Palyaçolar hiç şüphesiz her çocuk için farklı bir anlam ifade ediyor. Küçükken hepimiz onlara bayılıyor olsak da; ‘palyaço’dan korkan arkadaşlarınızı da hepiniz hatırlıyorsunuzdur. 🙂 Şimdi size anlatacağımız hikayede de bir palyaço var ama o, bildiğimiz palyaçolardan biraz farklı. Çünkü kendisi, belgesele konu olmuş bir “hastane palyaçosu”. Hikayesi de inanılmaz etkileyici.
Tıpkı bizim gibi bu belgeselden çok etkilenen yazar Selçuk Eren, Angus lakaplı bu palyaçoya ulaşmış ve ona Türkiye’de de artık birçok hastanede özel eğitimli palyaçoların kanserli çocuklara yardım ettiklerini anlatmış. Sorular sormuş ve Angus da, büyük bir özenle yazarın tüm sorularını cevaplamış. İşte bu yazıdan hareketle sizin için hazırladığımız bu muhteşem adamın hikayesi. İnanıyoruz ki; onun hikayesi, birçok insana ilham olacak.

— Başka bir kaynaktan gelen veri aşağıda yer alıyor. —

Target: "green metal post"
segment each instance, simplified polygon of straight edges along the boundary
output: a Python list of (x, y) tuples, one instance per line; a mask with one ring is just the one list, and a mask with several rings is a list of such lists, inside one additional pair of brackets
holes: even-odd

Ewan Mackinnon, Danimarka’nın ikinci büyük hastanesi olan Skejby’nin Kanserle Mücadele Bölümü’ndeki çocuk hastalarla ilgileniyor
Onun lakabı Angus ve o bir palyaço. Ancak üzerindeki beyaz önlüğü, kullandığı ağız maskesi, doktor eldiveni ve bonesiyle alışık olduğumuz renkli palyaçolardan biraz farklı
Angus, hastanede tıpkı sirk palyaçoları gibi küçük bisikletine biniyor ve -hizmet verdiği yer bir hastane olduğu için daha dikkatli davranarak- kanserli çocukları güldürmeye çalışıyor
Ve çocuklar en zor ameliyatlara bile Angus’u takip ederek ağlamadan gidiyor; yemek yememek için nazlanan çocuklar bir tek ona itiraz etmiyor
Öncesinde de sirk palyaçosu olan ve akrobat olarak çalışan Angus, hastane palyaçoluğu teklifini ilk olarak 2001’de almış ama ilk kez duyduğu bu işle ilgili ilk başta hiç niyeti yokmuş; sonraysa fikri değişmiş
Ewan, daha önce hiç duymadığı “hastane palyaçoluğu” nu ilk duyduğunda hiçbir fikri yokmuş bununla ilgili. Ve o dönemde, hastanede karşılaşacağı duygu yoğunluğu ve acılara hiç hazır olmadığı için, bunun kendisi için bir yönden de iyi olduğunu düşünüyor.
Ona göre hastanedeki en zor görev, ailelerin ve çocukların acılarıyla başa çıkmak
Ewan, bu işi yapmanın insanın enerjisini tüketebildiğini söylese de işini severek yapıyor. Ve ekliyor:
“Bence işimde iyi olmamın en önemli sebebi, onda her gün yenilikler görebilmem. Bu zor durumlarda, çocuklara ve ailelerine yardım edebilmenin yeni yollarını bulmak için sürekli kendimle yarış halindeyim.”
Angus’un hikayesinin bir de belgeseli var: Gazeteci Ida Gron’un çektiği “Çocuk ve Palyaço” belgeseli
Belgeselde Angus ve hastanenin Çocuk Onkolojisi Bölümü’nde yatmakta olan 6 yaşındaki Tobias isimli hasta çocuğun bir buçuk yıllık kanserle mücadelesi anlatılıyor. İzlerken duygulanmamak mümkün değil ve hatta dayanıp sonuna kadar izleyebilmek de oldukça güç.
“Hayatımın, hastanede bir palyaço olarak çalıştığım kısmı, kendimle en güzel bağı kurduğum anlar.” diyor Angus
“Hayatımın, hastanede bir palyaço olarak çalıştığım kısmı, kendimle en güzel bağı kurduğum anlar. Hastanenin kanser bölümünde diğer palyaço arkadaşımla haftada iki kez karşılaşıyorum. Burada, her gün acı dolu ve zorlu tedavi süreçlerine maruz kalan çocuklara yardımcı olmaya çalışıyoruz. Tanıştığımız çocukların büyük bölümünün kanseri yenmesi bize tarifsiz bir mutluluk veriyor. Ama gözümüzün önünde kayan minik hayatlar size bildiğiniz her şeyi baştan sorgulatıyor.”